VMWareTrainingNotes2008
From GarrettHoneycutt
Contents
|
Contact info
alec taylor alec@ivoxy.com 206.755.5552 training.ivoxy.com
Tuesday
vmotion + drs
- bump nfs mount count to 32 (max)
- dedicated network interface for vmotion traffic - do not use the nfs (storage) network - best practice
DRS - every 5 minutes take a sample and figure out where to place load
HA (not really)
- can lose an esx server or network connectivity (just pings gateway on a SINGLE interface) and after a predetermined amount of time, restart those virtual machines on a different host this is a crash state, not a vmotion xfer - just like pulling the power on the host and turning it back online somewhere else
- after 2.5 no more split brain, it just lets the vm's run with no network
- being supplanted by fault tolerance manager in VI4 for single vcpu vm's - like a vmotion that never ends (eats up capacity)
VMFS
- bad locking
- nfs is faster
- storage io queueing is inefficient
Virtual Centre
- Needs 32bit system
- recommended as win 2003 server
- can vmotion itself
- can be ran as a virtual machine
Virtual Infrastructure Client
- windows .net binary
- linux/mac coming soon
virtual smp
- if the physical box has 4 cpu's i could provision a 1x, 2x or 4x vcpu vm
- dont provision a vm with more vcpu's than physical cpu's
- if you have 2 dual core cpu's you have 4 cores, but you shouldn't have a vm with more than 2 vcpu's, because data transfer between the physical cpu's on that bus would be horrendous
update manager
- used to patch esx hosts
- inventory linux (limited) but no patching
- windows patch mgmt works
vmware consolidated backup (hot mess)
- frankenstein product to allow windows node to mount vmfs volumes and proxy off to some other backup target - ie: copy entire vm's over the network
- DO NOT USE THIS
- does not scale
- could just do zfs snapshots of the NFS mount, or some other snapshot software (netapp)
consolidation mgr
- gives you some capacity planning information, so when you move phys boxes to vm's you get an idea of what you need on your esx host
selecting esx hardare
questions to ask
- how many
- cpu type
- memory qty
- fault tolerent capacity
- io ports/boards
recommendations
network
- intel nic's
- avoid broadcom
- esx supports toe/tos (tcp offload engine)
disks
- raid in hardware
- esx does not support software mirrors
fiberchannel
- qlogic or lsi
iscsi
- qlogic 4000 series
Sizing
4:1 vcpu:phys cpu is a good place to start 2:1 virtual mem:phys mem
max
- 32 cpu cores / .5 TB RAM - largest available - but not a good idea
- vmware is only going to vmotion 2 vm's at a time
- contention in system bus for a node that is too large
- using 4 or 5 DL380's would be a better idea
# of esx hosts
- minimum 3
- take 10% off the top of RAM
io board minimum
- 4x gigE
- 2x 10gigE
- 4x FC
networking esx hosts
channelization between hosts - uses etherchannel in static mode
- 4Gb channel between hosts if you use the 4x gigE
- esx does NOT support LACP (802.3ad)
- src:dst mac load balancing (per session, not per packet) is used to determine which link in the channel to use - return traffic is assymetric (can be sent using any channel) though it uses ==src:dst mac==, so it will get set to use one of the links and be bound to it
- src:dst ip is supported and is what you want if you are doing any routing on any end of the switch, else the mac is translated to that of the router and all traffic through it will get stuck on one link
esx networking
- does not do routing
- it does do 802.1q tagging
- layer 3 traffic always leaves esx host
- get intel 10/100/1000 VT card (specifically VT) - uses e1000 driver
- dont use onboard NIC's
- dont use different NIC's
- onboard will share interrupts with USB or other devices - no good!
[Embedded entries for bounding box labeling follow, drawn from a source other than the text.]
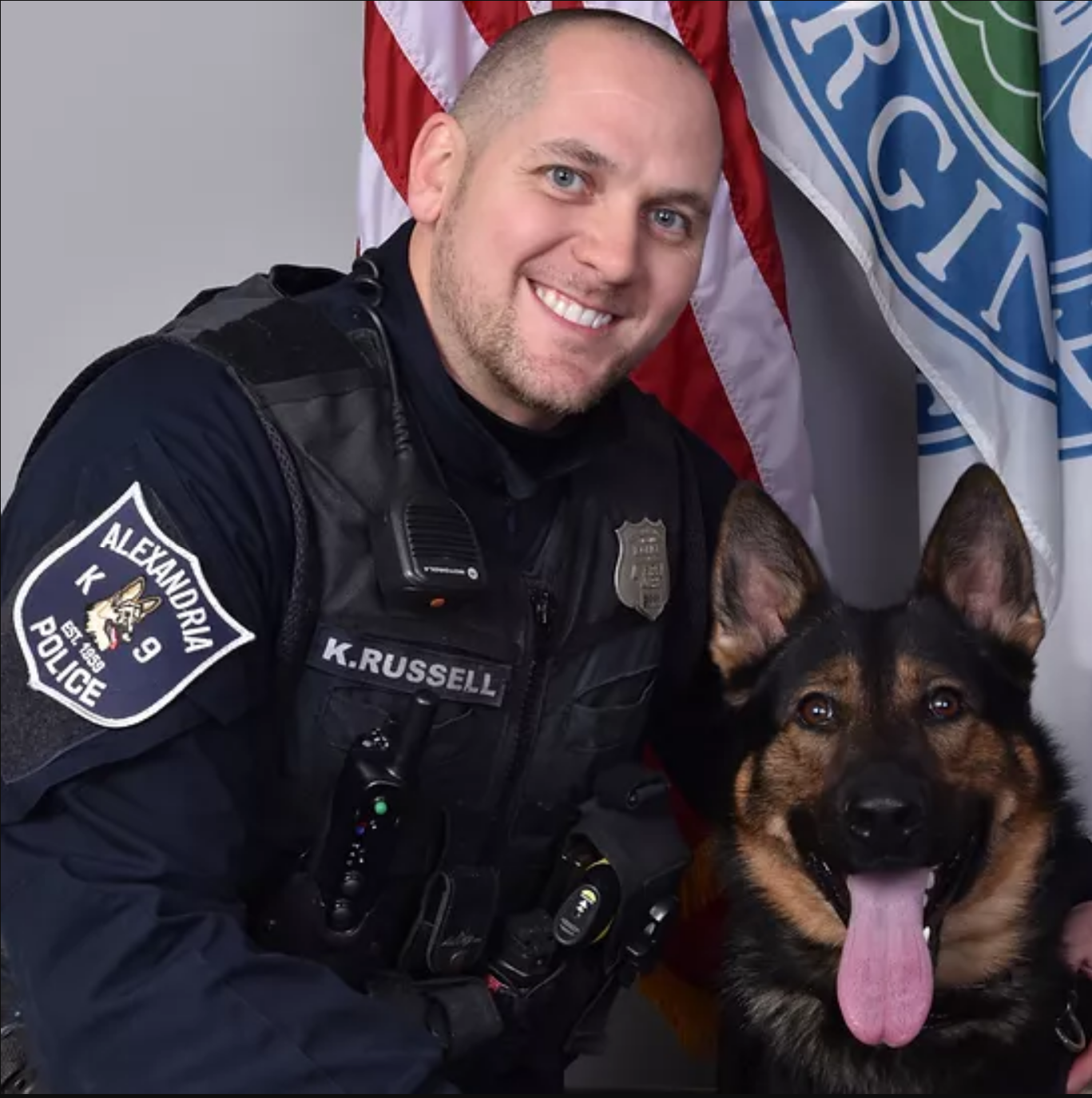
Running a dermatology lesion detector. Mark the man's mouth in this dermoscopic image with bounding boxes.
[532,282,615,331]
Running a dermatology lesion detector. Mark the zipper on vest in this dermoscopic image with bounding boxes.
[493,586,554,850]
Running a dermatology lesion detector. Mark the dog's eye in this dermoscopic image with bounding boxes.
[796,694,834,728]
[925,686,963,720]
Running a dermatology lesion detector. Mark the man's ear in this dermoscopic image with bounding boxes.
[407,111,466,225]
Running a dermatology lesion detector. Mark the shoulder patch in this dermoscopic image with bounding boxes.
[14,483,254,728]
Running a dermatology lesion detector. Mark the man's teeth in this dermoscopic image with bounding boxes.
[535,286,614,328]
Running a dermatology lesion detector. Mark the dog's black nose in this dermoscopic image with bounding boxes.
[841,767,926,863]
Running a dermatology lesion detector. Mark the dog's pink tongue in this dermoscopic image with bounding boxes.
[838,870,933,1048]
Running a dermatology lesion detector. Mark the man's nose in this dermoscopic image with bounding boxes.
[574,205,641,286]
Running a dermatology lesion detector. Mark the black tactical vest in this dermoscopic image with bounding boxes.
[17,261,705,1058]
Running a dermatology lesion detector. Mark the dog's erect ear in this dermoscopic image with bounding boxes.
[709,481,826,676]
[917,463,1045,655]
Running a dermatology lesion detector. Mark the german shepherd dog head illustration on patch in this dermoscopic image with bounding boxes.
[711,466,1087,1094]
[84,577,163,652]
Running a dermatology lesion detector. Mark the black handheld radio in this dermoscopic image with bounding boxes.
[352,255,486,608]
[314,691,436,936]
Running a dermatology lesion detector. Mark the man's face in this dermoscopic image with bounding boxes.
[428,35,721,427]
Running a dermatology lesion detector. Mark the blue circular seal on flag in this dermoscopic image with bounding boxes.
[14,483,254,728]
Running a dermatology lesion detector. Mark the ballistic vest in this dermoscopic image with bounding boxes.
[19,267,705,1028]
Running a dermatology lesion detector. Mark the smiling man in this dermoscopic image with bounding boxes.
[0,9,735,1094]
[409,18,722,427]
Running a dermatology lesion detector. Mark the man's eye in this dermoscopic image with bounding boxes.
[546,165,583,191]
[652,208,690,233]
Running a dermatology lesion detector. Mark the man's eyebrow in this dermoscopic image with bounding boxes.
[530,137,713,222]
[530,137,617,172]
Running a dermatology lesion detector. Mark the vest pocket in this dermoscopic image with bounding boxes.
[564,668,656,753]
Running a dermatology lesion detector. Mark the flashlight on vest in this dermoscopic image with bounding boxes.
[313,691,436,937]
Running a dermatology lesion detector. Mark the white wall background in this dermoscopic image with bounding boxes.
[0,0,1081,1087]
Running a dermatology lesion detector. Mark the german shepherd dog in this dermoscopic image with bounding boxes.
[711,466,1086,1094]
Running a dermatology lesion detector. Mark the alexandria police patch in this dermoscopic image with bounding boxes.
[14,483,254,728]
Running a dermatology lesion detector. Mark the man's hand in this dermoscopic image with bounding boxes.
[1062,902,1092,1095]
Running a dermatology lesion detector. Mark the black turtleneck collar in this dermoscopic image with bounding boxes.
[360,220,621,500]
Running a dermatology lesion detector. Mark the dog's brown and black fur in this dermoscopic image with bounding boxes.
[712,466,1083,1094]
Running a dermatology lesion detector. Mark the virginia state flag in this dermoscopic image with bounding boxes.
[731,0,1092,805]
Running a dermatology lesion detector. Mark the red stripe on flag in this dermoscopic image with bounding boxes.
[670,0,788,327]
[463,0,530,46]
[633,307,759,482]
[363,0,440,199]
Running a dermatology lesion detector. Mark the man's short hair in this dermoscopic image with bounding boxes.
[451,8,708,147]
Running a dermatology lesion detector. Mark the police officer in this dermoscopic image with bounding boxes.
[2,11,733,1092]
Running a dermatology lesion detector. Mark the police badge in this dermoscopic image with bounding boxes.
[614,518,671,621]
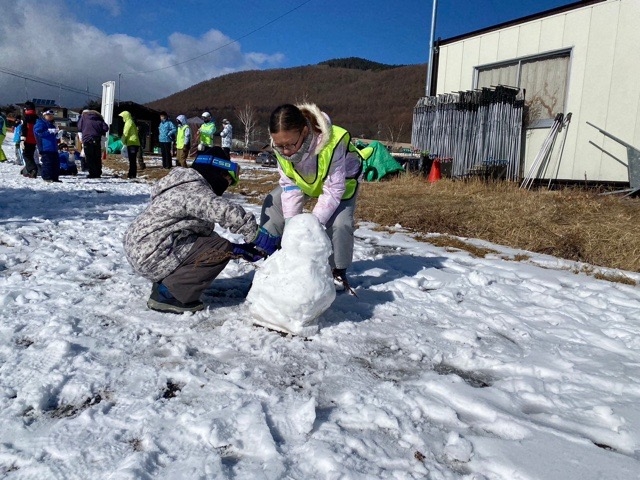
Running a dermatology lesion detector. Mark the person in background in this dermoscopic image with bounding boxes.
[118,110,140,178]
[176,115,191,167]
[158,112,176,169]
[58,142,78,175]
[13,115,24,165]
[220,118,233,155]
[33,110,60,182]
[78,110,109,178]
[196,112,216,152]
[124,147,275,313]
[0,110,7,162]
[20,102,38,178]
[260,103,362,290]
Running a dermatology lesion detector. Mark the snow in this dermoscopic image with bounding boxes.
[0,136,640,480]
[247,213,336,336]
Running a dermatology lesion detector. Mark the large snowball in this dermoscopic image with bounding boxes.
[247,213,336,336]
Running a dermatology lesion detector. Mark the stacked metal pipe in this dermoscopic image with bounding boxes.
[411,85,524,180]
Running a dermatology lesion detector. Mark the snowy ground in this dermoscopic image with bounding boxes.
[0,136,640,480]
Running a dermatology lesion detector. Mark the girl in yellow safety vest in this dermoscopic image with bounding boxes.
[260,104,362,289]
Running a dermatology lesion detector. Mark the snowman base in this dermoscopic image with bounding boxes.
[247,213,336,337]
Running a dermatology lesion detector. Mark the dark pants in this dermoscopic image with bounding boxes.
[127,145,140,178]
[83,140,102,178]
[138,145,147,170]
[160,142,171,168]
[22,143,38,178]
[162,233,232,303]
[40,151,60,182]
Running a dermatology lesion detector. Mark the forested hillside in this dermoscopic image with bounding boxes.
[147,58,427,142]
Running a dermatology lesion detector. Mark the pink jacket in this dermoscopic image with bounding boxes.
[278,103,362,225]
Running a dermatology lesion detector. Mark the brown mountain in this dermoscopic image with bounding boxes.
[147,58,427,142]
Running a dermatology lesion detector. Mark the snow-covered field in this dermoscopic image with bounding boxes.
[0,136,640,480]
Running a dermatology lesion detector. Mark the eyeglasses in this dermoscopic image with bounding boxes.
[273,128,304,153]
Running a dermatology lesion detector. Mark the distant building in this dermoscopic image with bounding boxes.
[422,0,640,182]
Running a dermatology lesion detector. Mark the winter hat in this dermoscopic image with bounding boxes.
[191,147,240,196]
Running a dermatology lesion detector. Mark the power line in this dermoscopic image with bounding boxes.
[0,67,102,98]
[0,0,312,98]
[120,0,312,75]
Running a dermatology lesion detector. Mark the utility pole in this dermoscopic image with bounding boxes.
[425,0,438,97]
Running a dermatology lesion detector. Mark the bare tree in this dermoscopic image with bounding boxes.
[236,104,256,153]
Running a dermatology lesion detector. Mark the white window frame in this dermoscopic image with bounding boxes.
[473,48,572,128]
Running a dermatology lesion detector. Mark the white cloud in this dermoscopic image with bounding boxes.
[0,0,283,106]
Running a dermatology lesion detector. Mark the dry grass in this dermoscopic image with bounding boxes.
[105,160,640,278]
[357,175,640,272]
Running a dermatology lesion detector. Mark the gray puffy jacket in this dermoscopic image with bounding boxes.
[124,167,258,282]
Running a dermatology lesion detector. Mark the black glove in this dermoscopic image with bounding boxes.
[251,227,282,256]
[231,243,266,262]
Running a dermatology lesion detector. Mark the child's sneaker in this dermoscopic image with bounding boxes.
[147,282,204,313]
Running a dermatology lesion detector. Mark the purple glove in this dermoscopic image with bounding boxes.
[231,243,266,262]
[251,227,281,256]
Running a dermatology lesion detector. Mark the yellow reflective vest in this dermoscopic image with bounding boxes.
[275,125,362,200]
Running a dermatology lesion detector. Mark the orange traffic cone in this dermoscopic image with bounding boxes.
[427,158,442,183]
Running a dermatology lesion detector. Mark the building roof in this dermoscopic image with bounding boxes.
[438,0,607,46]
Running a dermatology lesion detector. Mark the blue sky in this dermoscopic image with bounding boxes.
[0,0,572,104]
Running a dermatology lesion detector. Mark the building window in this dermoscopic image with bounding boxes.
[474,50,571,128]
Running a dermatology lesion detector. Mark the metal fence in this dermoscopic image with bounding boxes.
[411,86,524,180]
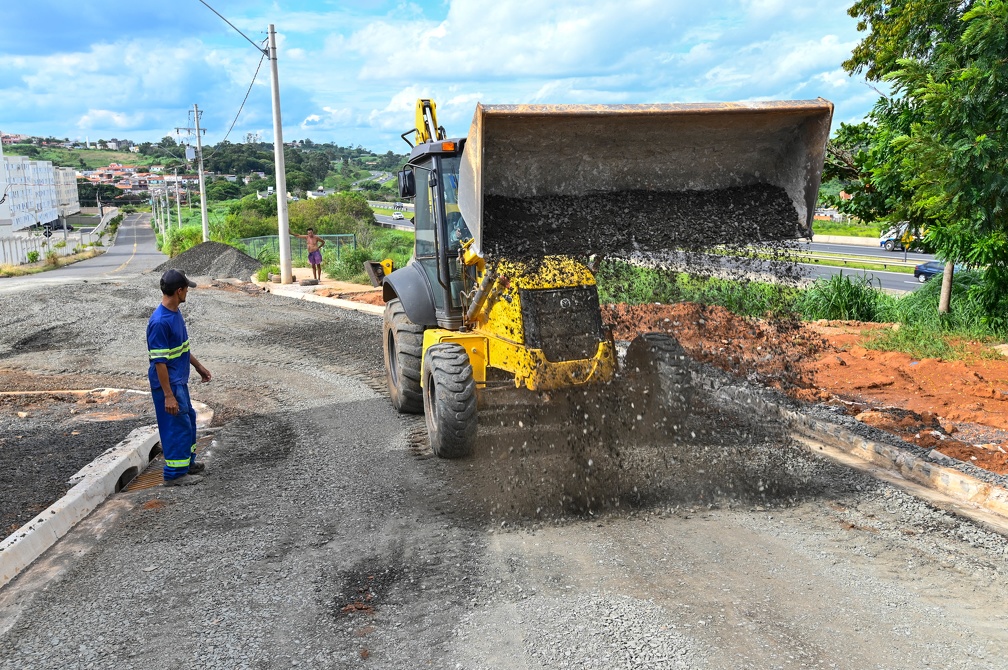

- disable USB if available
- use onboards for NFS, etc..
- use an allowed vlan list if we use 802.1q so that you could only hop to related vlans and not to every vlan
- manually set speed 1000 and full duplex
pNIC
phys nic in the esx host
vmnic
name for each phys NIC in the esx host vmnic0 - vmnic31
vswif
name given to the service console's virtual eth interfaces; seen in the service console in the output of 'ifconfig -a'
vswitch
virtual switch
port group
- similar to vlan, a port group can also consist of IP config info,in the case of service console and vmkernel port groups. a port group is associated with one vSwitch
beacon probing
- only used on vswitches with more than 2 associated pNIC's
- more authoritative way than just monitoring link status. sends out beacons on the NIC's and if a minority of peers does not see a link, it will disable it
- put iscsi on dedicated vlan
- put nfs on dedicated vlan
- build 1 vswitch if possible and use link aggregation
- dont use standby nic's .. use link aggregation instead
- can enable port fast/turn of STP (spanning tree protocol) for switches connected to vswitch as it will not cause a STP loop
Storage
- RDM - raw disk management - allows vm to talk directly to the HBA for performance
VMFS
- single IO queue
Locking
- SCSI reservations - whole LUN gets locked for every 16MB (read and write)
- this sucks
- tailing a file creates locks
- writing to a log file creates locks
- this really sucks
- view it as a glorified tape drive
- metadata locks LUN, too (file size changes -> snapshots)
- more blocks on a volume, the higher chance of reservations and locking
- you want a ton of small vmfs LUNS instead of one large one
- hitachi told someone in portland not to create a LUN larger than 108GB
- you want a ton of small vmfs LUNS instead of one large one
- expect problems if you run more than 12 VM's on it
Wednesday
VC (virtual centre)
Database needed
SQL Express
- < 4GB
- no support given from microsoft
Oracle
- Oracle 10g or newer
- recommended if you think you will go over 4GB, which is likely with extended performance stats, which we want
Virtual or Physical?
- virtual with only a few exceptions
- give it a vcpu and 1GB of RAM for every 12 hosts
Get Checklist
- available on training site - http://training.ivoxy.com
Order of Installation
- copy license file somewhere local
- install license server (uses tcp/27000)
- viclient
- vcserver (.exe, not the .msi)
- Don't turn on Tomcat stuff - this was pre API and was a secure web based API via XML
Tweaks
Administration -> VirtualCenter Management Server Configuration
Statistics
- change statistics level to 3 (maybe not on the daily per year though)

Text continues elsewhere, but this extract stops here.